The coelacanth fishes from the Rock Lake shale are part of the varied fauna collected from Garnett. Peabody (1952:38) listed many elements of the fauna and flora, and concluded that the deposits are of lagoonal origin. In addition to numerous invertebrates (including microfossils) and arthropods, a number of vertebrates other than coelacanths have been found. These include at least one kind of shark, _Hesperoherpeton garnettense_ Peabody, one or more kinds of undescribed labyrinthodonts and the reptiles _Petrolacosaurus kansensis_ Lane, _Edaphosaurus ecordi_ Peabody, and _Clepsydrops_ (undescribed species). This is indeed a rich vertebrate fauna, and the earliest known reptilian fauna. Much of the rock contains plant remains. The flora that has been identified is adapted to growing in a well-drained soil; although it contains some elements considered characteristic of the Permian, it is of Pennsylvanian age (Moore _et al._, 1936). Peabody (1952:38-39) discusses the features of these lagoonal sediments. Much of the fauna and flora suggests continental origin, but the many marine invertebrates at some horizons indicate that at least some of the sediments were of marine origin.

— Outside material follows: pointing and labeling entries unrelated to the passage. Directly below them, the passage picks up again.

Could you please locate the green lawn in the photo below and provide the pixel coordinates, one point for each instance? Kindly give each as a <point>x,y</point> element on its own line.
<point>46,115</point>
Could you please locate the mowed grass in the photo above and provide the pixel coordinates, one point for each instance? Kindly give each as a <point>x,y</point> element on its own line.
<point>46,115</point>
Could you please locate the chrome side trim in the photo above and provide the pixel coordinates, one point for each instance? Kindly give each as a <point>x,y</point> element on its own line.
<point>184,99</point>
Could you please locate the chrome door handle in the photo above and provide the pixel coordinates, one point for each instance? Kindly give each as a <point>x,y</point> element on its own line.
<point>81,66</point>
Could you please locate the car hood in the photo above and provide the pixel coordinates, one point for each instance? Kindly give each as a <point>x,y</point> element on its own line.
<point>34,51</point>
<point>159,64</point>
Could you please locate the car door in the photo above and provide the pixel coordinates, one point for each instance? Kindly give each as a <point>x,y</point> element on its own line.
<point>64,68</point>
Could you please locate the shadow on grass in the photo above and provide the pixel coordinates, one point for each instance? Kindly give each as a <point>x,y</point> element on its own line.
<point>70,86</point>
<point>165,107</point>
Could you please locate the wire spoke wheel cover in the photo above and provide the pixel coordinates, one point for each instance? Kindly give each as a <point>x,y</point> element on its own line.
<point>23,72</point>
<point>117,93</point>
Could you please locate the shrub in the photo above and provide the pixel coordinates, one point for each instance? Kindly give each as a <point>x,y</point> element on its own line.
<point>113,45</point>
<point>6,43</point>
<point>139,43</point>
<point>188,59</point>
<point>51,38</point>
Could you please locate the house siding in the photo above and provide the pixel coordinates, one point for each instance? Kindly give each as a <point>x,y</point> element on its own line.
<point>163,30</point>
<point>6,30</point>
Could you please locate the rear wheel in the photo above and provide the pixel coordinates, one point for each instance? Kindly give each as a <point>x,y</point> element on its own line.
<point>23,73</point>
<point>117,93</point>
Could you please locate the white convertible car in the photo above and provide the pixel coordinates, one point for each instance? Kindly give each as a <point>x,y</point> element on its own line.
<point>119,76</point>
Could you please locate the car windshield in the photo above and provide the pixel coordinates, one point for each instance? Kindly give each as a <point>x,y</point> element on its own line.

Little can be said about the actual environment of the living fishes of the genus _Synaptotylus_. Remains of these fishes occur in layers containing marine invertebrates, as well as in those containing plant remains and vertebrate skeletal parts, and in those nearly completely composed of dark carbonaceous material. Most of the remains are fragmentary and consist of isolated bones, isolated scales, and dissociated skulls; only one specimen and half of another are nearly complete. Many published statements on _Rhabdoderma_, a related genus, indicate both marine and fresh-water environments. Wehrli (1931:115) regarded _Rhabdoderma elegans_ (Newberry) as a euryhaline species, and cited its occurrence with both marine and fresh-water fossils. Aldinger (1931:199) also found this to be the case with other species, and Fiege (1951:17) quotes others as giving the same information. Keller (1934:913) thought that few Carboniferous fishes were exclusively marine, and stated that the majority of them became adapted to fresh water during the late Carboniferous. Later, Schaeffer (1953:175) stated that all Carboniferous and Permian coelacanths were fresh-water fishes, and that many were from swamp deposits. If Keller is correct, then members of the genus _Synaptotylus_ may have inhabited the lagoon, the adjacent sea, or the streams draining into the lagoon. Perhaps these fishes swam upstream, as modern salmon and tarpon do, although there is no direct evidence for this. Possibly they lived in the lagoon at times of scant rainfall and little runoff, when the salinity of lagoon water approached normal marine values or the fishes may have lived in the streams, and after death were washed into the lagoon. As numerous remains of land plants and animals were washed in, perhaps this best accounts for the presence of the fish in nearly all layers of the deposits, not only the marine strata.

SUMMARY

A new genus of Pennsylvanian coelacanths, _Synaptotylus_, is described and a previously named species, _Coelacanthus newelli_ Hibbard, 1933 (_C. arcuatus_ Hibbard, 1933, is a junior synonym), is referred to this genus. All specimens of _Synaptotylus newelli_ (Hibbard) were collected from the Rock Lake shale member of the Stanton formation, Lansing group, Missouri series, six miles northwest of Garnett, Anderson County, Kansas. _Synaptotylus_ is distinguished from all other coelacanths by a basisphenoid having large, knoblike antotic processes each connected by a low ridge to a small basipterygoid process. _Synaptotylus_ is most closely related to _Rhabdoderma_, but is intermediate between _Rhabdoderma_ and _Coelacanthus_ in shape of the fin girdles and basal plates. Two new subfamilies, Diplocercinae and Rhabdodermatinae, of the family Diplocercidae, are proposed. _Synaptotylus_ and _Rhabdoderma_ are included in the subfamily Rhabdodermatinae, because both exhibit reduced ossification in the endocranium and retain basipterygoid processes.